Gedenken erlebbar machen

Oberst Richard Nunneley hat darauf bestanden, dass alle seine Kinder die Schlachtfelder des Ersten Weltkriegs besuchen sollten, um die brutale Realität des Krieges zu verstehen. Seit er die Armee verlassen hat, klärt er andere Menschen über die tragischen Folgen von Krieg auf. "Im National Army Museum hatten wir eine Ausstellung über Verstümmelungen und die Anfänge der plastischen Chirurgie", sagt Nunneley. "Wir haben viel Kritik eingesteckt, aber wir fanden, dass es unser Job sei, die Realität zu zeigen. Krieg ist eben eine blutige, scheußliche Sache."

Mit seinen vielen Opfern, den schrecklichen Zerstörungen und den politischen Folgen veränderte der Krieg die Ordnung der Welt zu Beginn des 20. Jahrhunderts drastisch. Doch in der Ausstellung gehe es nicht um Politik oder militärische Manöver, betont ihr Kurator, Paul Moorhouse. Sie drehe sich vielmehr um die menschliche Erfahrung des Krieges. "Am 1. Juli 1916, am Ende des ersten Tags der Schlacht an der Somme, waren 19.240 britische Soldaten tot. Eine Zahl, die schnell gesagt ist. Aber wie will man erfassen, was sie wirklich bedeutet?“, fragt er. "Man muss Zahlen ein Gesicht geben."

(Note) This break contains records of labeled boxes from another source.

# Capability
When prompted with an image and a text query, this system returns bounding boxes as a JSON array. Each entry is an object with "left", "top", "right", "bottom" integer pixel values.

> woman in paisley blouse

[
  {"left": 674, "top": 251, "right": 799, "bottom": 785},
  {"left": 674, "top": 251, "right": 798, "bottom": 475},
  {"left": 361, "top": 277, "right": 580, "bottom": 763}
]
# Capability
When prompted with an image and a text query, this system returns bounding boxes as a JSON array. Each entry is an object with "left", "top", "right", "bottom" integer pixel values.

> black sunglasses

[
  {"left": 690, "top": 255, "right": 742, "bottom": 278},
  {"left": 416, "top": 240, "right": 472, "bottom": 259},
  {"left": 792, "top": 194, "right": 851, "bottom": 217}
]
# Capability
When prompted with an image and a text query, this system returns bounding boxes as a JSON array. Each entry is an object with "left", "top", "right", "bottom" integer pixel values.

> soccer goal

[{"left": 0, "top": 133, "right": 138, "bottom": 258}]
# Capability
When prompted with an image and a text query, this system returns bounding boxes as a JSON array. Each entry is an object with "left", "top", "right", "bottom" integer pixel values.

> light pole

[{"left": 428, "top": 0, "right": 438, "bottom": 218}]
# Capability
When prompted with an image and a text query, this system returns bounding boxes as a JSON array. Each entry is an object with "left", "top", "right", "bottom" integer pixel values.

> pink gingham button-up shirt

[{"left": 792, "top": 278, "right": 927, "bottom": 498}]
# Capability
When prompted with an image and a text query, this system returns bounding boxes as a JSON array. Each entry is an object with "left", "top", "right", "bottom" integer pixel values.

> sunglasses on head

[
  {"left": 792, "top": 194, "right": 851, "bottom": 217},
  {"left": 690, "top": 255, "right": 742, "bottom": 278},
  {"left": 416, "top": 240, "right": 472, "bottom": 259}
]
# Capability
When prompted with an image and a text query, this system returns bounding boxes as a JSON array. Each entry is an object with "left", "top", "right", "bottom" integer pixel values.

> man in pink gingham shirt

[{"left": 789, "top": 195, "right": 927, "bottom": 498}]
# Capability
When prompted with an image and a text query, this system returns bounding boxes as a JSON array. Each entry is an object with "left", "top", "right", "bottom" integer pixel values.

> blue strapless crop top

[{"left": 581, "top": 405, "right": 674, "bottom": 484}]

Bildergalerie THE GREAT WAR IN PORTRAITS in der National Portrait Gallery
"A Grenadier Guardsman" von Sir William Orpen, 1917Bild: IWM ART 3045

Das Menschliche im Krieg sei es, was sie fasziniere, meint Penny Hamilton aus London, während sie an Fotos und Postkarten von Soldaten, eindrucksvollen Ölgemälden und britischen und deutschen Propagandavideos entlang geht. "Es gab Verluste in fast jeder Familie", sagt sie. "Im Krieg konnte jeder zum Opfer werden. Deshalb gibt es ein so großes Interesse daran. Egal, wer Schuld hatte. Der Krieg war verheerend für alle Länder."

Das menschliche Gesicht des Krieges

In den Porträts der Ausstellung spiegelt sich eindringlich das Leid des Krieges: bei Menschen, die wie gejagt wirken, bei den von Verletzungen Gezeichneten oder sogar manchen, die lachen. Im Eingangsbereich werden die Porträts von prominenten Herrschern und Generälen den Bildern einfacher, namenloser Soldaten gegenübergestellt. "Sie stehen für die vielen Soldaten des 21. Jahrhunderts, die einfach 'in Reih und Glied' in der Geschichte verschwinden", sagt Paul Moorhouse.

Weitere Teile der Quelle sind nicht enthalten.